Troy Stoudermire is finally on the verge of winning a race he's been running for four years.
The Gophers senior cornerback returned three kickoffs against Southern California on Saturday -- all in the first half -- allowing him to move within one decent broken-tackle romp from the record for most kickoff return yardage in Big Ten history.
"I can't wait. I'm excited," Stoudermire said. "It's a big deal to me, because I've been working really hard for it."
Stoudermire took the game's opening kickoff 25 yards, one of three first-half returns that totaled 72 yards. That gives him 3,001 yards for his career at Minnesota, making him only the second Big Ten player ever to cross that plateau. But he didn't get another chance to return a kick, since USC never scored in the second half.

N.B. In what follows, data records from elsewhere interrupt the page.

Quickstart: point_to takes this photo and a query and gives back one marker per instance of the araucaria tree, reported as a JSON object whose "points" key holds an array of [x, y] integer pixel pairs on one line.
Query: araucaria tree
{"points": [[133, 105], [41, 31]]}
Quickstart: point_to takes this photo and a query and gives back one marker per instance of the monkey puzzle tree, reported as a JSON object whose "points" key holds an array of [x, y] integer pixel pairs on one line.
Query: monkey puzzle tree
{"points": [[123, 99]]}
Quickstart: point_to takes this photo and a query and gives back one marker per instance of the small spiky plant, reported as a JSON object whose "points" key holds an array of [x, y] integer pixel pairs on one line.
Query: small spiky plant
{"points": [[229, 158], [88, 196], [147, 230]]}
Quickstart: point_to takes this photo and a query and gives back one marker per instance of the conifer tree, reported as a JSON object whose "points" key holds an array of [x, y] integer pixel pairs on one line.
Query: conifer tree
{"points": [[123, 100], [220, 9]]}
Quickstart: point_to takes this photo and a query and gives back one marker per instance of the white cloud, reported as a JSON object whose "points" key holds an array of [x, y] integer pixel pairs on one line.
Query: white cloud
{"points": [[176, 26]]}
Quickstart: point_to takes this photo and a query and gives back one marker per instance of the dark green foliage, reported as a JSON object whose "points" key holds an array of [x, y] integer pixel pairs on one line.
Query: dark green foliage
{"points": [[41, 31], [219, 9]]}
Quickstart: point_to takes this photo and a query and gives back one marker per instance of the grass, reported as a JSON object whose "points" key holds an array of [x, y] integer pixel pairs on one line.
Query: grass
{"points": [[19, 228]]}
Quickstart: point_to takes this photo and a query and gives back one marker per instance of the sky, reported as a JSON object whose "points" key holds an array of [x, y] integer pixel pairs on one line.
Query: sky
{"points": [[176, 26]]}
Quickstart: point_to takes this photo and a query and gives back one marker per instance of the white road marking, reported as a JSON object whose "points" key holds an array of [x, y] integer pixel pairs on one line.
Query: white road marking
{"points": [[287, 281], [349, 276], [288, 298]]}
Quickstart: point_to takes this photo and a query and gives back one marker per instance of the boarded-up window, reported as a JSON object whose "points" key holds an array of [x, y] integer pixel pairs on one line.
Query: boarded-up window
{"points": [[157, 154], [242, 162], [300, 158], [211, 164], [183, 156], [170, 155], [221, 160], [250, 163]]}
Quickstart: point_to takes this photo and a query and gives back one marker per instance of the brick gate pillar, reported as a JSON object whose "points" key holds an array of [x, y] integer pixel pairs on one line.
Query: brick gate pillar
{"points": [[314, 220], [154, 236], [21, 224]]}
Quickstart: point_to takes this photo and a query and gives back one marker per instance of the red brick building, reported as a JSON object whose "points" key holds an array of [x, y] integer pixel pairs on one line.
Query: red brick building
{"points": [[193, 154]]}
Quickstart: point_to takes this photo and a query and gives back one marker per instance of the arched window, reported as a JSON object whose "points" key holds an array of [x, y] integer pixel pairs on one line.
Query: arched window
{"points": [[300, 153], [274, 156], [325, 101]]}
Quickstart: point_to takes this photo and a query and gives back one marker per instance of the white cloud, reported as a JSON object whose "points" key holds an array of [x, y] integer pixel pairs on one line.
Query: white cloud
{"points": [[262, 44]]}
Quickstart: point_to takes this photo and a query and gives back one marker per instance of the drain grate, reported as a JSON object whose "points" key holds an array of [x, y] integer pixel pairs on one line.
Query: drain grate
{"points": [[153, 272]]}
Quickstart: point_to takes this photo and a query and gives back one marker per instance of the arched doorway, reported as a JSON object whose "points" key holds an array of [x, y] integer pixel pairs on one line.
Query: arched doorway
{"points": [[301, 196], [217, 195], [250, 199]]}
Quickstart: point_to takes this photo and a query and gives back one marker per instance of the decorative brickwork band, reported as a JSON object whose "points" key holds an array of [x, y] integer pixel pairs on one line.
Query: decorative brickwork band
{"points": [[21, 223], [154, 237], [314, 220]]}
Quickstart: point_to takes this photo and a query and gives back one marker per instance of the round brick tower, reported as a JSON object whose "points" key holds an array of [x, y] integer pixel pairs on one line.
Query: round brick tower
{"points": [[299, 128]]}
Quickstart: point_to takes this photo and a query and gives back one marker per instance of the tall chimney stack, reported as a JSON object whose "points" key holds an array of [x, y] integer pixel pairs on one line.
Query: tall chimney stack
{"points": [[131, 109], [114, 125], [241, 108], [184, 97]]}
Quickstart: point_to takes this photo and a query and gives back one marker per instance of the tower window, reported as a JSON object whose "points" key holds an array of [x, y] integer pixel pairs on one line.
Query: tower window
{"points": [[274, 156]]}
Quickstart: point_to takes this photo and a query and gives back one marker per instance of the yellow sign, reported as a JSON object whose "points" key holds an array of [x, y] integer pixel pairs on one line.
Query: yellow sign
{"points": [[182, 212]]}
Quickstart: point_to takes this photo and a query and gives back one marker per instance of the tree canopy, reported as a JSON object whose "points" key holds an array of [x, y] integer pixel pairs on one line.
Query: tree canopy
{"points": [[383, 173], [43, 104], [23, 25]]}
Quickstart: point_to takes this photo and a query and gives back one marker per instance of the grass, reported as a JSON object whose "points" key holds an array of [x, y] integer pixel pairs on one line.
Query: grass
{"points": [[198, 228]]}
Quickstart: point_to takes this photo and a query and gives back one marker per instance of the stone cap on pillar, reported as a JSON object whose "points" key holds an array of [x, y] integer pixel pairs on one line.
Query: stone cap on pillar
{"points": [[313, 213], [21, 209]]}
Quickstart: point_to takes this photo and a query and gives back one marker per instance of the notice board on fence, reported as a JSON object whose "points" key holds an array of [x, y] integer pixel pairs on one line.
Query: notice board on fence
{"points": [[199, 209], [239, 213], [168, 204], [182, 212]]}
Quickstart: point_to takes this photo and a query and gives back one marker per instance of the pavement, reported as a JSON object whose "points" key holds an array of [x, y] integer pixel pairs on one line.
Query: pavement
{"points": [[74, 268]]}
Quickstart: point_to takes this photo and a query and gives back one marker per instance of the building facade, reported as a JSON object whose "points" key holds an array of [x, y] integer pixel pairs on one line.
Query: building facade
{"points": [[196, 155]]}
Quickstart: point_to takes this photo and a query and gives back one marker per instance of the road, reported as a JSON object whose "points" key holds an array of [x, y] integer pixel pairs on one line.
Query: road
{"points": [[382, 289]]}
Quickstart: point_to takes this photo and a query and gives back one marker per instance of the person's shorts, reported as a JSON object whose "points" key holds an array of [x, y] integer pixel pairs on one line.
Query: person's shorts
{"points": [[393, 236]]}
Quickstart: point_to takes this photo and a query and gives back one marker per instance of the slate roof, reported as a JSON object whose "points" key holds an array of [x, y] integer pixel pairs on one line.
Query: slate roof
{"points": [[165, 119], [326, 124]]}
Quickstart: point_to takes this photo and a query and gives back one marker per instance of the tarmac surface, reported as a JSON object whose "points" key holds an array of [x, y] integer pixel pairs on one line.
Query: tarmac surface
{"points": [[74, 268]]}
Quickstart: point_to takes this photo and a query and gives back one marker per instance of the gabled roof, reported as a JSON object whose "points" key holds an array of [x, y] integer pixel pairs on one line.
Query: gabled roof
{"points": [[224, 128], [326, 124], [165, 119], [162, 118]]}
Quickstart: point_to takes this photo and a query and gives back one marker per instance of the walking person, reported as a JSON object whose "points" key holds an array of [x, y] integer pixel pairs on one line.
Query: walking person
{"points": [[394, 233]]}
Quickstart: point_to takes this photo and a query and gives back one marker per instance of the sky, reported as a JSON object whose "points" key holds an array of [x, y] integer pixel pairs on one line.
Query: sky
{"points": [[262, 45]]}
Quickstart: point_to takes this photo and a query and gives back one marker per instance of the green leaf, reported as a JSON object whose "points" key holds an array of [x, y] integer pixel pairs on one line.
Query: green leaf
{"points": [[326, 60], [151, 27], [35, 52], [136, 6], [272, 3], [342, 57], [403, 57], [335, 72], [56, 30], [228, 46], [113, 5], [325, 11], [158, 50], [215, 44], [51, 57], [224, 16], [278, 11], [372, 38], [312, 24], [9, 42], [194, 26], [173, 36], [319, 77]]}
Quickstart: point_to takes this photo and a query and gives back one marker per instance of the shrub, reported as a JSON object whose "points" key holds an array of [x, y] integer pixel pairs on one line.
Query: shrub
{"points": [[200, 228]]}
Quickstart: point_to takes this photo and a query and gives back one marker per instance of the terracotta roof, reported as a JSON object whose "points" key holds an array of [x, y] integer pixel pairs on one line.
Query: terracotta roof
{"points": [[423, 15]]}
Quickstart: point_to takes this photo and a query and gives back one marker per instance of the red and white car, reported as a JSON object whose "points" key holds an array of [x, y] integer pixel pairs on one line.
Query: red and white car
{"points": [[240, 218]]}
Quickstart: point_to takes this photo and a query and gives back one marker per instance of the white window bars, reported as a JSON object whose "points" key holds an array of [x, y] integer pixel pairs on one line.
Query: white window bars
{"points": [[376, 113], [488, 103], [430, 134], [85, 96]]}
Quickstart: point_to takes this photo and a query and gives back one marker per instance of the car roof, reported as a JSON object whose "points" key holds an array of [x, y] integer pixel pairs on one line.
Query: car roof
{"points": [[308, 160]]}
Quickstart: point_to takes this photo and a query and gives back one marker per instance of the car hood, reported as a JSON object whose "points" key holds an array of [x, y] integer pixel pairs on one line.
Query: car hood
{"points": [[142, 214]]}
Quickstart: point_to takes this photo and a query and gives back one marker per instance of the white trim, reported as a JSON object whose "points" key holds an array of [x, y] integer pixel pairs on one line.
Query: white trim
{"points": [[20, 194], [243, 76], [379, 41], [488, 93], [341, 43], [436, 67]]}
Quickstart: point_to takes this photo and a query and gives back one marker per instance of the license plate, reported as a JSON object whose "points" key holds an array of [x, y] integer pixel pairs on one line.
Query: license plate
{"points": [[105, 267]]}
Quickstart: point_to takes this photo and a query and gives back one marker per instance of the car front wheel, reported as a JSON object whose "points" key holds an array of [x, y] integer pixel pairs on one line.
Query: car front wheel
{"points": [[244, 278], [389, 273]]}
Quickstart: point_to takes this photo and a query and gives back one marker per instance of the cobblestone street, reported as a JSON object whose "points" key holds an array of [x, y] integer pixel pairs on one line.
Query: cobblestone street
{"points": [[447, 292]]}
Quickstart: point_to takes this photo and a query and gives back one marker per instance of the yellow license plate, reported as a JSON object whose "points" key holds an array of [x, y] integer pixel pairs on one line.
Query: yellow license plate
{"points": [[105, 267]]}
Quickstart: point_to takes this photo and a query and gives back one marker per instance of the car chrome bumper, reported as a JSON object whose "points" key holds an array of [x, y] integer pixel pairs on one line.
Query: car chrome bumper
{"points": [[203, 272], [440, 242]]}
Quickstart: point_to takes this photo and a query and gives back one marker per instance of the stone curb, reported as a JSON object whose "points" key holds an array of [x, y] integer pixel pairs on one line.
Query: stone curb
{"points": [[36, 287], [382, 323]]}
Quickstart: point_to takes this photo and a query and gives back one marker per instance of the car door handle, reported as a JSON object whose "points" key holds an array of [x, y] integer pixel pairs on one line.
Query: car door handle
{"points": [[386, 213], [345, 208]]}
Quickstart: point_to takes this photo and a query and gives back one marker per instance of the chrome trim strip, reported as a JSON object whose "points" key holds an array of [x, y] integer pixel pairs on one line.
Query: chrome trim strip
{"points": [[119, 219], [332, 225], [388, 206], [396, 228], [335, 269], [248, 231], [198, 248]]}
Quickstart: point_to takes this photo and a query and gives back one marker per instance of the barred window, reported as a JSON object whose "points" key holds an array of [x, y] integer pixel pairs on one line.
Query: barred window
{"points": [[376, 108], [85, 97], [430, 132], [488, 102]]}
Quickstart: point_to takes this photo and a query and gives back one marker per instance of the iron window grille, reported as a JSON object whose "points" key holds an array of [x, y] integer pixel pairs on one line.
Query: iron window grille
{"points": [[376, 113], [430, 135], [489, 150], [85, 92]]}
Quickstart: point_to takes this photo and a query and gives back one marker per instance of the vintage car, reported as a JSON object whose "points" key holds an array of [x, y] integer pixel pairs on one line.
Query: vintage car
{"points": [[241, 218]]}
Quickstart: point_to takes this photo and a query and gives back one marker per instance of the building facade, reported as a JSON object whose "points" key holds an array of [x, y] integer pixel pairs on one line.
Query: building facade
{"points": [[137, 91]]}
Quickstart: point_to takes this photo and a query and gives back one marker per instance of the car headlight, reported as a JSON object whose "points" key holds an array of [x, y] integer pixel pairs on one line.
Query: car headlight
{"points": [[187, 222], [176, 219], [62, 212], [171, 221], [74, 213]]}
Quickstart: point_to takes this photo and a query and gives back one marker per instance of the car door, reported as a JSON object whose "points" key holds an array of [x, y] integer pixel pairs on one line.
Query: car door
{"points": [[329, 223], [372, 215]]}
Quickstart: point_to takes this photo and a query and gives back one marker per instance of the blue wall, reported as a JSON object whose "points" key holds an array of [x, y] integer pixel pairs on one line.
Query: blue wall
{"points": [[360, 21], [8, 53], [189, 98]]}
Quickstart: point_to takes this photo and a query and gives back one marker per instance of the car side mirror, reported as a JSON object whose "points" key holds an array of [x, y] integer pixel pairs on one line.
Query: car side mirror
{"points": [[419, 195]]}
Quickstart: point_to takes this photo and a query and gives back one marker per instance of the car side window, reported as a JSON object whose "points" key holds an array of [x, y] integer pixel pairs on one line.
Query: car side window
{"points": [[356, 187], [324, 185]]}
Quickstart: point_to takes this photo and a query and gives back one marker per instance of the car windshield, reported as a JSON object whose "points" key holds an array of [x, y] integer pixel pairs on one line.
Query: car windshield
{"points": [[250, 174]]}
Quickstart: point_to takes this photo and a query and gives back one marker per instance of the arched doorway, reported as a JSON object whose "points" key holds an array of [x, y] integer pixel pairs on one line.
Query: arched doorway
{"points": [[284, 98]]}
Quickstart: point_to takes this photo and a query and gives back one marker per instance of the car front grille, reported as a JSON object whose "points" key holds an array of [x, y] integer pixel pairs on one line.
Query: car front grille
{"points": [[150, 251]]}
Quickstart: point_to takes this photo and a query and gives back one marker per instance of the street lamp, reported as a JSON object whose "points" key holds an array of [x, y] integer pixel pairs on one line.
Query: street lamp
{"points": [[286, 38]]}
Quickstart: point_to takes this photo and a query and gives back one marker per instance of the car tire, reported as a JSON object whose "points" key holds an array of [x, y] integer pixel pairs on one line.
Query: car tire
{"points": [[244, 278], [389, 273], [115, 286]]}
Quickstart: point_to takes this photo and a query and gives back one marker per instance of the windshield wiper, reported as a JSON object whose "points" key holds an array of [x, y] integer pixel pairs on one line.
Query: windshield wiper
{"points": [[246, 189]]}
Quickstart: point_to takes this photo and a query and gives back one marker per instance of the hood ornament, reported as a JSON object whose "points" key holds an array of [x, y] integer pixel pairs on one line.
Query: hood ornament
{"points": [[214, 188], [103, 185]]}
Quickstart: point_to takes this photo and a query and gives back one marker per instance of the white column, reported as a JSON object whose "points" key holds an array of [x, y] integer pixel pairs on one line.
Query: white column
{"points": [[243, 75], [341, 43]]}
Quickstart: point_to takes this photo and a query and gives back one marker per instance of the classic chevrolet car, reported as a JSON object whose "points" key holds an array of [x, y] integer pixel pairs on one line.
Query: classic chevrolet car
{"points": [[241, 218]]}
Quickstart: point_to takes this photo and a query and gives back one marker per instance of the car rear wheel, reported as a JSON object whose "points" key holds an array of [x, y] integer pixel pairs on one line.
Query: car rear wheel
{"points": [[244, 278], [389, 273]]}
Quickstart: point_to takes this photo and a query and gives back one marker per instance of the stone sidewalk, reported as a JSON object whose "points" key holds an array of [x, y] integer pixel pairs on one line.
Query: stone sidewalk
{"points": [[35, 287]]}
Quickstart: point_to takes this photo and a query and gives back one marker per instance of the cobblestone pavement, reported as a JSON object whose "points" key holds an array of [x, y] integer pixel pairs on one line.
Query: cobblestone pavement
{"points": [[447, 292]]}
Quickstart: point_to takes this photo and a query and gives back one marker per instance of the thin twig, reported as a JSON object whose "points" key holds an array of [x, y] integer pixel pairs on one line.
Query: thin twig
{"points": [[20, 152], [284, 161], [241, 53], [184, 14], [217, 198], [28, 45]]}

The conference record is held by Wisconsin returner and Armstrong graduate David Gilreath, who passed the honor back and forth with Stoudermire last season before finishing the season in front by 96 yards, with 3,025 yards overall. But Gilreath graduated, leaving Stoudermire with aspirations to take the top spot by himself this season.
The NCAA record (among FBS teams) is within sight, too. Tulsa receiver Damaris Johnson has 3,417 kick-return yards, but has been suspended indefinitely by the Golden Hurricane after being arrested on embezzlement charges. Since Stoudermire already owns the three best kick-return seasons in school history, having gained 1,083 yards in 2008, another 1,057 in 2009, and 789 last season, he could reach Johnson's mark by midseason.
But there's one scenario in which the senior cornerback, who has never returned a kick for a touchdown, wouldn't mind falling short of the record.
"I'm hoping our defense shuts them out, so there aren't any kickoffs to return," he said with a smile.
Good news, bad news
The Gophers saw a lot of positive signs from Saturday's opener, but it was still a loss, and the coaching staff made sure the players understood that Sunday and Monday.
"We need to get a lot better," said coach Jerry Kill.
The Gophers watched the game again with their coaches, and "that film session was tough," said center Ryan Wynn. "We saw ourselves making mistakes we haven't made since summer camp. But it's kind of reassuring, too -- we realize we just need to play the way we were in camp. We have confidence we can get it done."
Linebackers lacking depth
Brendan Beal's injured knee remains swollen, so doctors remain unsure about the next step for the sophomore linebacker.
"It's not going to be a one-week thing," Kill said. "Is it a month? I wish I knew, but I don't."
In addition, sophomore linebacker Aaron Hill "is about 75 percent" because of a strained hamstring, Kill said, and is "very questionable" for Saturday's home opener with New Mexico State.